[Resolved] Echo Server Repair

Michael D. · September 18, 2010

Quick recovery from these issues is also possible for any hosting. Set expectations low and the results will follow.

Ever had something not go exactly how you planned? It's not that anybody is setting expectations low - it's that this is the real world. Our backup system is supposed to be able to bring a server back online from a restoration point in under 10 hours however it's performing slower than it should.

Our expectations of the backup system were very high and unfortunately in the backup system's current configuration it is excellent for small restorations such as individual accounts or databases but it's really suffering when it comes to restoring a whole server.

Due to us having high expectations - we've conferenced with our hardware vendors and R1Soft and come up with an action plan to put in place to ensure that if we ever have to restore a server again from a bare metal restoration point - that it *will* happen quickly.

As stated previously, we don't need to see the details of the script used to perform this exploit.

If you haven't been notified - then it wasn't you. Due to our respect for client privacy I'm not going to go into detail as to who it was.

Has the account owner been notified of their out of date "script" for which the exploit was injected? Can you divulge what the script and version is?

It's a WordPress script - it could be the script itself or one of the plugins (enabled or disabled) which was exploited. WordPress itself is updated regularly and I suggest keeping it up to date and only running well known and trusted plugins. I also recommend removing any unused plugins. While they're not called directly by WordPress - an exploit scanner can find them and execute them.

What has been done or going to be done with that account?

I don't see how this is a valid question - if there is an issue with your account I don't think you'd want me telling our entire client base what we're doing with your account.

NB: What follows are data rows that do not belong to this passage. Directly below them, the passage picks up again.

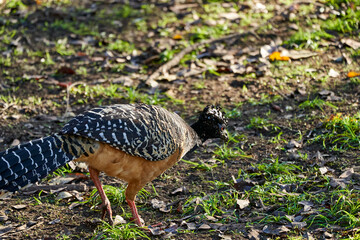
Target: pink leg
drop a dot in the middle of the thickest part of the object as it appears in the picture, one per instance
(105, 206)
(134, 212)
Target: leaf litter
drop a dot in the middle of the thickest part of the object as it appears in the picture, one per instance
(222, 69)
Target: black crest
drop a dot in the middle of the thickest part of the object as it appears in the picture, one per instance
(212, 114)
(212, 123)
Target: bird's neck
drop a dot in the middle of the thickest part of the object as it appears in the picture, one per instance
(199, 129)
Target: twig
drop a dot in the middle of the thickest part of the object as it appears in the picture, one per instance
(151, 80)
(175, 61)
(68, 88)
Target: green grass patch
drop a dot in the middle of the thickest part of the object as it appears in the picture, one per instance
(316, 103)
(341, 132)
(121, 231)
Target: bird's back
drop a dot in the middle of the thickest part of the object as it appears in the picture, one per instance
(146, 131)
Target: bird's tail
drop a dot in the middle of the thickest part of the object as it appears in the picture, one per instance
(32, 161)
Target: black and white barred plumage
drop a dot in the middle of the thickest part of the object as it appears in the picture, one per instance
(141, 130)
(150, 132)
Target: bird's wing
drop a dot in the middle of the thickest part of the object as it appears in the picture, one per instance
(137, 129)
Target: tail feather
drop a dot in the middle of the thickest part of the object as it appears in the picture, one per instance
(30, 162)
(24, 167)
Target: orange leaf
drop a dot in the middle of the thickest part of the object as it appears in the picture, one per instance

Was the account owner even aware of the injection or did they learn after access was removed to Echo altogether (i.e., all sites inaccessible)?

Again, I don't see how this is a pertinent question. I understand your curiosity but I'm not going to discuss direct communications with a single client with the entire client base - at least - not without their permission.

Are the other MDD servers configured the same as ECHO?

Yes - the thing to keep in mind is that this exploit didn't rely upon poor configuration or security. It was a system core exploit - something that has to be patched against by the operating system developer (RedHat). Patches like these come out fairly regularly and we apply them as soon as they come out. We actually pay money for a system called KSplice to be able to install these system-level updates without having to reboot. If you are with another provider that isn't using a system similar to KSplice and isn't rebooting their servers monthly - chances are there are numerous system exploits just waiting to be taken advantage of.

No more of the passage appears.